Au volant de sa voiture, Pierre, architecte d’une quarantaine d’années, est victime d’un accident de la route. Éjecté du véhicule, il gît inconscient sur l’herbe au bord de la route. Il se remémore son passé, sa vie avec Hélène, une jeune femme qu’il voulait quitter, sa femme Catherine et son fils

Critique du film

Quatrième long-métrage de Claude Sautet, Les choses de la vie est l’adaptation du roman homonyme de Paul Guimard et constitue le premier véritable succès populaire et critique de son metteur en scène. Celui-ci s’est entouré à l’occasion de partenaires de choix : le couple Romy SchneiderMichel Piccoli à l’interprétation, Jean-Loup Dabadie au scénario, Philippe Sarde à la musique, dont la réussite totale du film contribuera également à forger les légendes au panthéon du cinéma français.

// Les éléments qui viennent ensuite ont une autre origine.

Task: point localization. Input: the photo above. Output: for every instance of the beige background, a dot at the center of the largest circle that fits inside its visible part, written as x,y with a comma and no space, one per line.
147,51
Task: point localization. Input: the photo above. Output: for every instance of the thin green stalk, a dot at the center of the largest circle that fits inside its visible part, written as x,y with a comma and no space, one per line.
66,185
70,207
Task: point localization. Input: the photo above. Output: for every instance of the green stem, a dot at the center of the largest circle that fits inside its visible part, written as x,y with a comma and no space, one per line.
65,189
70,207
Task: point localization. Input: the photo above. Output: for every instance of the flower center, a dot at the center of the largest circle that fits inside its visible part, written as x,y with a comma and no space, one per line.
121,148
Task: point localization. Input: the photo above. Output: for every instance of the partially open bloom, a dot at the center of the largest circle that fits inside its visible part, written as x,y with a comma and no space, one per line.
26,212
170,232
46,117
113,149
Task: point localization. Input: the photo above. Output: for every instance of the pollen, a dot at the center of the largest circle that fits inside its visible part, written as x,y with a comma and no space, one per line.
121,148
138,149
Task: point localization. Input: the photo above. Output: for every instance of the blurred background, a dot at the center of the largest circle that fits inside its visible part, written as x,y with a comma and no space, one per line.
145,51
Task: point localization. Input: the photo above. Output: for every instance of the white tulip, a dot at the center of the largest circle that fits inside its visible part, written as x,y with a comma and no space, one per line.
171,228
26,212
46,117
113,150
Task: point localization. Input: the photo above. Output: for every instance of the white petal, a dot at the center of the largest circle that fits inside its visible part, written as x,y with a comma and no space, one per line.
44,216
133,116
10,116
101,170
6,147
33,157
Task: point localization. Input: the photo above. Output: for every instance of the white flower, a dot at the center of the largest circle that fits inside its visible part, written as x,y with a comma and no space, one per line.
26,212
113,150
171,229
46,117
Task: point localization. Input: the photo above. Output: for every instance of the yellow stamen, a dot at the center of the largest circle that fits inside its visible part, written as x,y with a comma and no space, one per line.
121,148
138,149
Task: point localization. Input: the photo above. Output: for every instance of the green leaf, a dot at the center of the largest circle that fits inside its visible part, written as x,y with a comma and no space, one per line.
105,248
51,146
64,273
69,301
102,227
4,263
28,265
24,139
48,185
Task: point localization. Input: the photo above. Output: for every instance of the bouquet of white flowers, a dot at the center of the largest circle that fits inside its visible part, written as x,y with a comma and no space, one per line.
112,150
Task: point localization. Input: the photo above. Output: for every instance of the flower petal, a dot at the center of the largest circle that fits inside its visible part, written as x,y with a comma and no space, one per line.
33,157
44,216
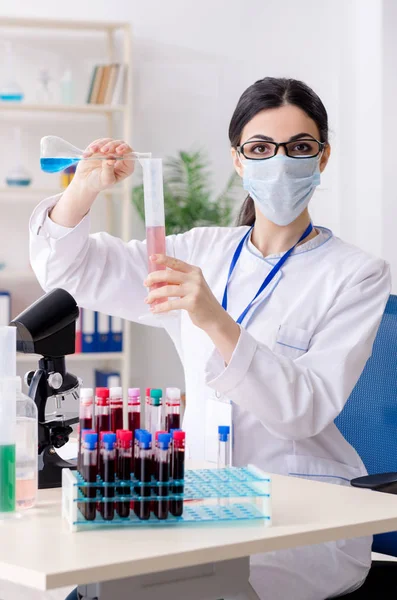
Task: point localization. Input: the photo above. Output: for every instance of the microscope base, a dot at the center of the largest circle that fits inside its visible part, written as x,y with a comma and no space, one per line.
50,469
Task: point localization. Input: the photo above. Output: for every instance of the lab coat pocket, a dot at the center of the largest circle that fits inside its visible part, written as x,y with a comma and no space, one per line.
322,469
292,342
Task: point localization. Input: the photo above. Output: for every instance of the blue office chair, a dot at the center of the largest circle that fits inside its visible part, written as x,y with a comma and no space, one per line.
369,423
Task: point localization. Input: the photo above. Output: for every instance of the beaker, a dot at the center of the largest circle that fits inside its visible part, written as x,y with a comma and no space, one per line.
56,154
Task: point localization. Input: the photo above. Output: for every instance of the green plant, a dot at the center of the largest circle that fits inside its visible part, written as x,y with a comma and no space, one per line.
188,195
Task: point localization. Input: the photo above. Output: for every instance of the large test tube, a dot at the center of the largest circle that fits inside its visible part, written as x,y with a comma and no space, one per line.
154,209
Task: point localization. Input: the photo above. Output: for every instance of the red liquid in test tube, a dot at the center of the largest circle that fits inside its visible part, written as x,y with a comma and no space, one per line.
116,408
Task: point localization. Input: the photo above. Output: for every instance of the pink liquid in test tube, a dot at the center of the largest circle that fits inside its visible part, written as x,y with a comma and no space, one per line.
154,211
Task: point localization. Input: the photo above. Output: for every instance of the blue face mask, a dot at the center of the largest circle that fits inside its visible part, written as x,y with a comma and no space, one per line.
281,186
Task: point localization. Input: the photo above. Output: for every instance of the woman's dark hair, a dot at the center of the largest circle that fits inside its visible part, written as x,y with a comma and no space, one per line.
272,92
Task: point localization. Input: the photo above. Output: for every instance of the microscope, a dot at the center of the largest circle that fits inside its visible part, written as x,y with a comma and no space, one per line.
48,328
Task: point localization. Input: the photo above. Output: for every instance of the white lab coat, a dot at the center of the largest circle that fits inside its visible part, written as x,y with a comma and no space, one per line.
300,353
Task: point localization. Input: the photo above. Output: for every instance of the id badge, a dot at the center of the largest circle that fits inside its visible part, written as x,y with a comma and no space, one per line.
218,411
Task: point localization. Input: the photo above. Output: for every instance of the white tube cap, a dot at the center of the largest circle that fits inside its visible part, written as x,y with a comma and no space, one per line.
116,392
8,352
173,393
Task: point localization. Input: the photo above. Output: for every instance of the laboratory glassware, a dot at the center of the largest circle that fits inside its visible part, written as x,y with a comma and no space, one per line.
172,408
56,154
26,451
223,446
8,405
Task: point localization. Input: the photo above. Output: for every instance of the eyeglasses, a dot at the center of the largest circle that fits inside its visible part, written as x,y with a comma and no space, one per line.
262,150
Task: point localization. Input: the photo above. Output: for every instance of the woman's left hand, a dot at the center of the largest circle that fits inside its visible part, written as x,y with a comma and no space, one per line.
183,287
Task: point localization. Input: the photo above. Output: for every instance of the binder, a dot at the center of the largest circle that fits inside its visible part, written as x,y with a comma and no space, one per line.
5,308
107,378
88,330
103,333
78,344
116,334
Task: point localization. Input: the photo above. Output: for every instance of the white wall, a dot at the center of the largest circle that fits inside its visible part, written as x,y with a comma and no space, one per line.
194,59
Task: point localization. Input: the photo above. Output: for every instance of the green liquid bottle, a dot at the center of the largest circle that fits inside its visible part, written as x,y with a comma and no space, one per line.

Après deux polars (Classe tous risques, L’arme à gauche) et une comédie (Bonjour sourire), Sautet inaugure avec ses Choses de la vie un tournant dans sa filmographie, désormais dédiée à l’analyse de l’ordinaire, d’un quotidien qui, s’il semble insignifiant à l’instant où il est saisi, prend une saveur particulière quand l’imprévisible intervient.

« LA DRAMATURGIE DE LA VIE, C’EST L’INCERTITUDE »

À ce titre, quoi de plus banal et inattendu qu’un accident de voiture ? Quelle portée dramatique concéder à cet événement qui ne souffre d’aucun déterminisme ? Le film s’ouvre sur les discussions des témoins qui ont assisté à la sortie de route de l’Alfa Romeo de Pierre qui, en voulant éviter un tracteur qui venait de caler, termine sa course dans les herbes folles. Les Choses de la vie fait donc le choix de débuter par sa fin tragique et de sacrifier une part de son suspens au profit du plaisir palpable de pouvoir, comme seul le cinéma le permet, remonter le fil d’une existence et revivre par procuration ce qui nous échappe maintenant.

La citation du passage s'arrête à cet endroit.